Subscribe to auth changes for reactive UIs:

import { useEffect, useState } from 'react';
import { supabase } from '@/lib/supabase';

export function useAuth() {
  const [user, setUser] = useState(null);

  useEffect(() => {
    supabase.auth.getSession().then(({ data }) => {
      setUser(data.session?.user ?? null);
    });

    const { data: sub } = supabase.auth.onAuthStateChange((_event, session) => {
      setUser(session?.user ?? null);
    });

    return () => sub.subscription.unsubscribe();
  }, []);

  return user;
}

onAuthStateChange fires on SIGNED_IN, SIGNED_OUT, TOKEN_REFRESHED, and USER_UPDATED — handle them however you need.

Server-side verification

In edge functions, server actions, or any backend code, verify a JWT before trusting the caller. POST the user's access token to the auth verify endpoint:

const res = await fetch('https://api.swarmz.net/v1/auth/verify', {
  method: 'POST',
  headers: { 'Content-Type': 'application/json' },
  body: JSON.stringify({ token: accessToken }),
});

const { user, valid } = await res.json();
if (!valid) throw new Error('Unauthorized');

See the full reference in the Auth API section — including refresh, revoke, and admin user-management endpoints.
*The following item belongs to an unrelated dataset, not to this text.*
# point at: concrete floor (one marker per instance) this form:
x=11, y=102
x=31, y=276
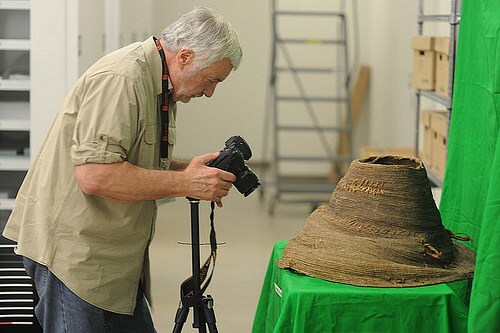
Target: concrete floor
x=249, y=234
Row-level security and auth.uid()

Auth and the database are tightly coupled. Inside any Postgres policy or function, auth.uid() returns the signed-in user's ID — letting you write RLS policies like created_by = auth.uid() without any glue code. See /docs/cloud/database for RLS patterns and policy examples.

Email templates

Confirmation, magic link, and password reset emails ship with Swarmz branding by default. To customize subject lines, copy, logos, or HTML, open your project's Cloud tab → Authentication → Email Templates. Variables like {{ .ConfirmationURL }} and {{ .UserName }} are injected at send time. Changes propagate within seconds — no redeploy.

SSO (SAML / Okta / Google Workspace)

SAML SSO is available on the Enterprise plan only. Contact sales to enable it on your workspace.

Once enabled, configure your IdP (Okta, Azure AD, Google Workspace, OneLogin) under Cloud tab → Authentication → SSO. Paste the metadata XML, map attributes, and your team can sign in via SAML — no per-user provisioning needed.